Mami deja el plato humeante sobre la mesa.
–Cómetela toda, mi amor; las niñas tienen que alimentarse muy bien.
–No quiero.
–Ajá: ¿y esta vez por qué no quieres?
–Porque hay un señor en la sopa.
Mami trae su plato y se sienta a la mesa. Un minúsculo caballero de flux y corbata chapotea entre las verduras. Mami sonríe apenas y dice que está bien, que no se coma al visitante, pero sí todita, todita la sopa, como hacen las niñas buenas.
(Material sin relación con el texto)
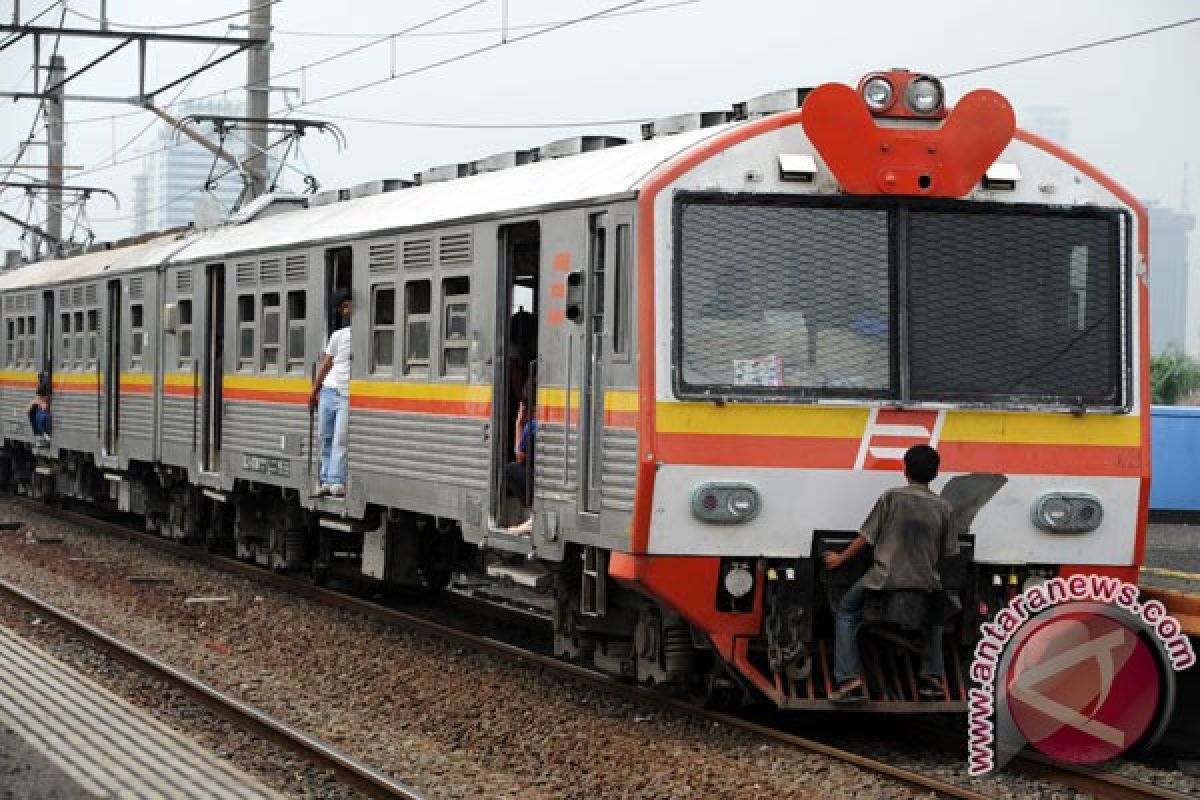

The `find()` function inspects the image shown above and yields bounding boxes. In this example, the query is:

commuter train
[0,71,1150,711]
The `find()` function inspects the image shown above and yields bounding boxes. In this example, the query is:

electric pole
[244,0,272,199]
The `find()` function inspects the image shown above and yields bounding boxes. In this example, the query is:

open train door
[97,279,124,456]
[491,222,541,528]
[200,264,226,473]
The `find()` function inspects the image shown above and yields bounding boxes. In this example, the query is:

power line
[68,0,283,31]
[309,113,647,131]
[281,0,646,113]
[940,17,1200,80]
[271,0,703,38]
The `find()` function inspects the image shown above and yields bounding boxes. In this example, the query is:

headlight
[725,564,754,599]
[905,76,942,114]
[1033,492,1104,534]
[863,76,895,112]
[691,481,762,523]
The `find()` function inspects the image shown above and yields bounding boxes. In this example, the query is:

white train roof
[0,126,727,291]
[172,126,727,263]
[0,231,186,291]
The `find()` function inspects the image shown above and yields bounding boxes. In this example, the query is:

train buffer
[0,627,282,800]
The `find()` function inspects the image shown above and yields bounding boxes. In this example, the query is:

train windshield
[674,196,1129,409]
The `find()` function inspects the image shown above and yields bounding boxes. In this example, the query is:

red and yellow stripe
[655,402,1142,476]
[350,380,492,420]
[538,387,637,429]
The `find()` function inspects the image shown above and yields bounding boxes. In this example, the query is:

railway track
[0,556,425,800]
[11,499,1192,800]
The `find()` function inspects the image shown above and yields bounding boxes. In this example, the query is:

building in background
[1016,106,1070,148]
[131,98,244,235]
[1147,204,1200,355]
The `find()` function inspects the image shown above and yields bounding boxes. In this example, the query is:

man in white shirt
[308,289,354,498]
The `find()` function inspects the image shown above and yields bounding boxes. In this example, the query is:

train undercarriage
[0,446,1070,711]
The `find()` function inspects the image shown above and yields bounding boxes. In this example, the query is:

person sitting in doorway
[823,445,959,703]
[308,289,354,498]
[29,372,50,445]
[504,378,538,506]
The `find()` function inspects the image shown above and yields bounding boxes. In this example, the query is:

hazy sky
[0,0,1200,250]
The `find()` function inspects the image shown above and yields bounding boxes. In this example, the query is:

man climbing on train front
[308,289,354,498]
[823,445,959,703]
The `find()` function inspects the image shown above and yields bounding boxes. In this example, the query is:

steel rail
[0,561,424,800]
[16,499,1194,800]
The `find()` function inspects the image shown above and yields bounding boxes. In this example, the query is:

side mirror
[162,302,179,333]
[566,272,583,325]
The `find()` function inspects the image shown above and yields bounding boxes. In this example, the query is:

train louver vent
[258,258,283,283]
[403,239,433,270]
[368,242,396,275]
[438,233,470,266]
[283,255,308,283]
[234,261,254,287]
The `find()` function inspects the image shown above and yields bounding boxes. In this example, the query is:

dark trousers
[29,405,50,437]
[504,461,529,504]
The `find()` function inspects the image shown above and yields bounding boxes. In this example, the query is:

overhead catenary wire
[938,17,1200,80]
[271,0,703,38]
[68,0,283,31]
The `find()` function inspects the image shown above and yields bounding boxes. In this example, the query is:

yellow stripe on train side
[350,380,492,403]
[655,402,869,439]
[942,411,1141,447]
[538,386,638,411]
[224,375,312,392]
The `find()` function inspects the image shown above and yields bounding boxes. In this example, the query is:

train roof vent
[349,178,413,200]
[642,112,733,139]
[413,163,470,186]
[229,192,308,225]
[470,150,538,175]
[538,136,629,161]
[733,89,812,120]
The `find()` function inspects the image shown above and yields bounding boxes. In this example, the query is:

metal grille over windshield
[674,194,1129,409]
[908,211,1122,405]
[680,204,893,395]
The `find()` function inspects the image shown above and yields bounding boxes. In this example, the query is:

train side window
[371,283,396,374]
[175,297,192,369]
[288,290,306,373]
[259,291,282,372]
[59,312,71,369]
[442,277,470,375]
[612,224,630,355]
[130,303,145,369]
[404,281,431,373]
[88,308,100,369]
[238,294,254,369]
[74,311,86,369]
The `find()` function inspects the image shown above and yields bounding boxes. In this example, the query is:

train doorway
[37,291,54,398]
[491,222,541,527]
[200,264,226,473]
[102,281,124,456]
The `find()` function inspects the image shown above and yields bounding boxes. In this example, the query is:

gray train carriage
[0,235,181,503]
[162,133,686,582]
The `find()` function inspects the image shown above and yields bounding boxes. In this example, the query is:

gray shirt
[859,485,959,591]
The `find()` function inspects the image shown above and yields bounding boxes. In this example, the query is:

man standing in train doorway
[308,289,354,498]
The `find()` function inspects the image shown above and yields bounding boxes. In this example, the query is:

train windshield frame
[672,192,1133,411]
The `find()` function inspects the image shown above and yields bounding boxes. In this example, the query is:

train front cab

–Creo que el señor es mi papi. Hola, papi– dice Anita.
Alborozado, el ejecutivo saluda con diminutos aspavientos y voz de colibrí. Anima a la niña a comerse todo. Una cucharada tras otra, la pequeña da amarga cuenta de zanahorias y patatas. Sin que Anita oiga, Mami susurra:
–Buen trato, Pablo. Tú ves a tu hija con frecuencia y yo me libro de esta guerra. Puedes venir cuando quieras, pero sólo en la hora del almuerzo. El divorcio ideal. De cualquier manera, siempre fuiste un hombre muy pequeño. Y por cierto, buen apetito.